Belkide İmparatorluk hasta değildi , yalnızca zaman herşeyi kemirdiği gibi onuda kemirmiş, atalet elindeki güzel şeyleri çalmıştı. Ve beyaz kuş uçmaya başalmıştı....

O beyaz kuş hala karanlıkta uçuyor. Hala zaman kemiriyor ve atalet çalıyor. Ama bizden değil. Hayır en azında artık bizden çalamıyor. Çalacak birşeyi kalmadığından mı ? Hayır! Artık ışıldayan beyaz kuş alacakaranlığımıza kanat çırparken "Nasıl...Nasıl...Nasıl" sesleri yankılanıyor.

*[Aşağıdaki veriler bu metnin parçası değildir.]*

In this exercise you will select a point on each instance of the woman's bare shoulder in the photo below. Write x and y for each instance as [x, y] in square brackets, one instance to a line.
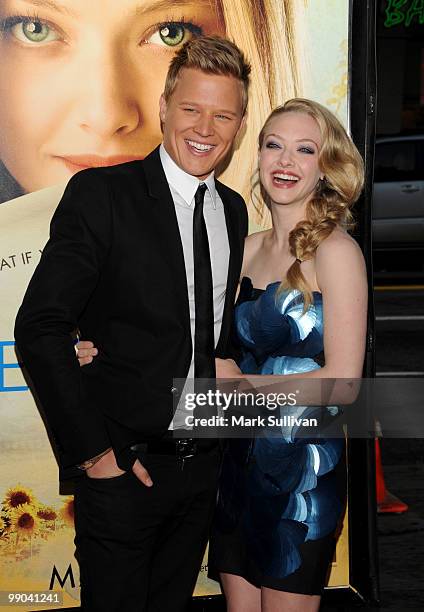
[337, 256]
[252, 245]
[339, 242]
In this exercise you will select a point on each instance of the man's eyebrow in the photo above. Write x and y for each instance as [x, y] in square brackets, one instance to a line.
[218, 110]
[52, 5]
[158, 5]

Artık kabuslar görmüyoruz. Başkaları görüyor kabusları. Çok uzakta ve belkide yarın başkaları kabuslarından kan ter içinde uyanıyor olacak.

Ve yine eski bir imparatorluk bilgesi şöyle söylemiş, vakti zamanında:

"Gün döner , hesap döner, çolak hançer böğür deler."